As stated earlier, not all poles have been plotted in the figure below as some are much larger in magnitude. Poles and Zeros for both responses are summarised in the table below.

 NO Response Poles $$-1.075 \times 10^{4}$$ $$-0.030$$ $$-0.030$$ $$-1.060 \times 10^{-4}$$ NO Response Zeros $$1.075 \times 10^{4}$$ $$-0.030$$ $$-0.030$$ $$-1.000 \times 10^{-4}$$ Adenine response Poles $$-50.656$$ $$-0.474$$ $$-0.474$$ $$-0.262$$ Adenine response Zeros $$-50.656$$ $$-50.000$$ $$-0.656$$ $$-1.000 \times 10^{-4}$$ Figure 3 - Argand Diagram showing poles and zeros for both of the reaction pathways

It could clearly be seen from the table and figure that all poles are real and negative which means the response of the system would be stabe and the transient part of the response will always decay exponentially without any oscillation or uncontrolled growth. This conclusion is crucial for our engineered E.coli as this would mean the combined model of body and E.coli would interact in a controlled way rather than a chaotic uncontrolled manner. Hence, the only remaining worry one might have would be the steady state error as the model tries to reach the healthy concentration of IL10. This issue is addressed later on the page.

The Frequency Domain Analysis confirmed our initiative that the use of control theory ideas and negative feedback in our design would indeed stabalise the system and has a large scope for future applications.

## DC Gain and Steady State Error

The steady state error could be easily found using the cascade compensation model demonstrated earlier and the Final value Theorem(FVT).
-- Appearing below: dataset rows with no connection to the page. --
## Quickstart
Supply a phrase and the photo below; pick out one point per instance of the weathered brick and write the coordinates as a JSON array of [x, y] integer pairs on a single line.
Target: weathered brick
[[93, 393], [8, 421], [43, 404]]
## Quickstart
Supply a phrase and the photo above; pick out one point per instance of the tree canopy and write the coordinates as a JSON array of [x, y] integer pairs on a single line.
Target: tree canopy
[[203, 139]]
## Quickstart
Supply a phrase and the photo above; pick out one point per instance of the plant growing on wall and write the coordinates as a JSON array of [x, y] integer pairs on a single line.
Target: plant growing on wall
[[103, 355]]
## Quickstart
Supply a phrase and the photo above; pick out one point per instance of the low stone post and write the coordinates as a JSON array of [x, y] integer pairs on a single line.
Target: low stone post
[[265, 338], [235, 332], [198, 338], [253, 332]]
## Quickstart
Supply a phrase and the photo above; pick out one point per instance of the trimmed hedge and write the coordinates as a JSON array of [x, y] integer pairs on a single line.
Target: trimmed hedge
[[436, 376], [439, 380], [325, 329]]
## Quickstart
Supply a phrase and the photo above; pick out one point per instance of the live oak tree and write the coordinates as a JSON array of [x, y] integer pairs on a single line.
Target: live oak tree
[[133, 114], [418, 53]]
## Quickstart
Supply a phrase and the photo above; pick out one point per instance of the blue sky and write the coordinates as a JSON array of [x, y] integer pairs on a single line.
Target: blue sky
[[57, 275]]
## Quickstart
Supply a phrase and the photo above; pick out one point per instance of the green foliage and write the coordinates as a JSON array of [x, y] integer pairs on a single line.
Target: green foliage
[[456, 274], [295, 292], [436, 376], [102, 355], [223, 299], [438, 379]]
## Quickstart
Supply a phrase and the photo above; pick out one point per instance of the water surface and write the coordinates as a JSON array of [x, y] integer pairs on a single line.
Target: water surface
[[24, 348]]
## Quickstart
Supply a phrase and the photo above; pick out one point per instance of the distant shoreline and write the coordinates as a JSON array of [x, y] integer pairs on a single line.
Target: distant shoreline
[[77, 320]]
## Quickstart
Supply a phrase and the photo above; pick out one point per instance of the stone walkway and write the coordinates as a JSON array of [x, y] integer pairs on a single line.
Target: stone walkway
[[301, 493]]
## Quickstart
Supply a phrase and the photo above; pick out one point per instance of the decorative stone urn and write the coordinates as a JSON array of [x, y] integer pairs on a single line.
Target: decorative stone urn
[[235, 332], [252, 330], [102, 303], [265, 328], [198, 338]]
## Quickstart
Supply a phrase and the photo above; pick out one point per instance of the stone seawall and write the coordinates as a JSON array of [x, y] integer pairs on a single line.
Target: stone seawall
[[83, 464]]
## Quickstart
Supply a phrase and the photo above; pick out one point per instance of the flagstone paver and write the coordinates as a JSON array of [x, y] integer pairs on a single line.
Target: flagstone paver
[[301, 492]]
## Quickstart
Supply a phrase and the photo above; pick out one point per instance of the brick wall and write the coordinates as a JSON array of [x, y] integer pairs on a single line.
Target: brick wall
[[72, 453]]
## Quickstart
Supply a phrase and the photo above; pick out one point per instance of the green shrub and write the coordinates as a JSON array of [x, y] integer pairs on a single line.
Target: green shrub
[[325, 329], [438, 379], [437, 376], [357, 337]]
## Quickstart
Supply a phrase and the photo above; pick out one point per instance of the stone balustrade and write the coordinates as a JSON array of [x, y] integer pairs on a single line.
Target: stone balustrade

The steady state error would be $$\lim_{t\rightarrow \infty} e(t)$$ which coupled to FVT could be written as $$\lim_{s \rightarrow 0} sE(s)$$, where $$E(s)$$ is the Laplace transform of the error. $$E(s)$$ could be written as follow.

$$E(s) = \frac{1}{1+G_i(s)F_i(s)}R(s) \; , \; R(s) = \frac{C}{s} \quad C \in \mathbb{R}$$ $$FVT \, :\quad \lim_{t\rightarrow \infty} e(t) = \lim_{s \rightarrow 0} sE(s)$$ $$\therefore \; \lim_{t \rightarrow \infty} e(t) = \lim_{s\rightarrow 0} \frac{1}{1+G_i(s)F_i(s)}$$

By substituting back Transfer functions for both E. Coli,$$G_i(s)$$, and the body,$$F_i(s)$$, the steady state error can be found as follows:

• For NO response $$\lim_{t\rightarrow\infty} e(t) =-2.9501\times10^{-4}$$.
• For adenine response $$\lim_{t\rightarrow\infty} e(t) = -2.1912\times10^{-3}$$.

It is evident that the combined model has a very small DC gain and hence, a very small margin of error is estimated for the steady concentration of IL-10.